Earlier, White House Press Secretary Josh Earnest said, “There seems to be a majority in both houses who are for funding the Department of Homeland Security, so it is up to the speaker and the majority leader to get together and figure it out.”
Boehner told House Republicans during a closed-door caucus meeting Wednesday that he hadn’t spoken with McConnell for two weeks, according to lawmakers who were in the room.
Several rank-and-file Republicans left the session upset about McConnell’s plan and frustrated over what they perceived as no direction from Boehner on what he intends to do in the closing days to the DHS deadline.

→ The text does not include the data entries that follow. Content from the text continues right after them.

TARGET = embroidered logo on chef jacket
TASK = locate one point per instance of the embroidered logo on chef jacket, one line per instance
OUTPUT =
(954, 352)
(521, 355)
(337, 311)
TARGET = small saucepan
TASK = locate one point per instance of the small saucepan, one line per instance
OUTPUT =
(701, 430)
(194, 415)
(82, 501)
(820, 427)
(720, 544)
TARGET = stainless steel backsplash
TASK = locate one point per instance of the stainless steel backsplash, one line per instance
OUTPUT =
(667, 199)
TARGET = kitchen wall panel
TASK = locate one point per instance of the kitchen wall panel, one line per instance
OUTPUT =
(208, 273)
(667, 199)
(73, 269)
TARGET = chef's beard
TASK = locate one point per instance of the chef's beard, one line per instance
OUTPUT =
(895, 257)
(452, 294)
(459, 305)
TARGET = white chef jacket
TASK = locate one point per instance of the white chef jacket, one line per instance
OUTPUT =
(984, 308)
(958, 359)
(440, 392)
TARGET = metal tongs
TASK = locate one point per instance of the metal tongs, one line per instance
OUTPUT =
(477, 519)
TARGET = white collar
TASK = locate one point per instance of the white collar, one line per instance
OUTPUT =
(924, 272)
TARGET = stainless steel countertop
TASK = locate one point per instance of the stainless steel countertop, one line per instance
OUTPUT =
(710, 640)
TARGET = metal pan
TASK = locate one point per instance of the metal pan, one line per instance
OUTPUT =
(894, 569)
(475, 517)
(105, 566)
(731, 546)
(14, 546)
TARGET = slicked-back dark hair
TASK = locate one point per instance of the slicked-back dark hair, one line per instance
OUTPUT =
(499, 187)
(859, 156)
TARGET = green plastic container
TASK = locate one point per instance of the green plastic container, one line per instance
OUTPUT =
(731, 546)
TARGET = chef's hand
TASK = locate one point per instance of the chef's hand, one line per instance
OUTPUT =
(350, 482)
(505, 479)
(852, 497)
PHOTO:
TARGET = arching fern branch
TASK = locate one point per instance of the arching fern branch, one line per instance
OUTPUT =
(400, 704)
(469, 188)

“The McConnell plan? You mean the Reid plan,” said Rep. Tim Huelskamp, R-Kan. “It’s putting Harry Reid back in charge of the Senate. A real win is to stop the president’s unconstitutional, illegal amnesty and have some language (in the DHS bill). That’s the only way we can define victory.”
Rep. Trent Franks, R-Ariz., said he “couldn’t support a clean DHS without addressing the president’s unconstitutional actions,” but he said he is open to yet-to-be determined options. “This is an environment of chaos,” Franks said. “Stay tuned.”
Rep. Mark Sanford, R-S.C., said what the House will do is “the $94 question.”
“How does the impasse get broken?” he said. “A lot of people would simply like it to go away, they don’t want a showdown. This is a bigger question than a fig-leaf, political cover vote to accompany a clean DHS vote. I’m still in holding out camp.”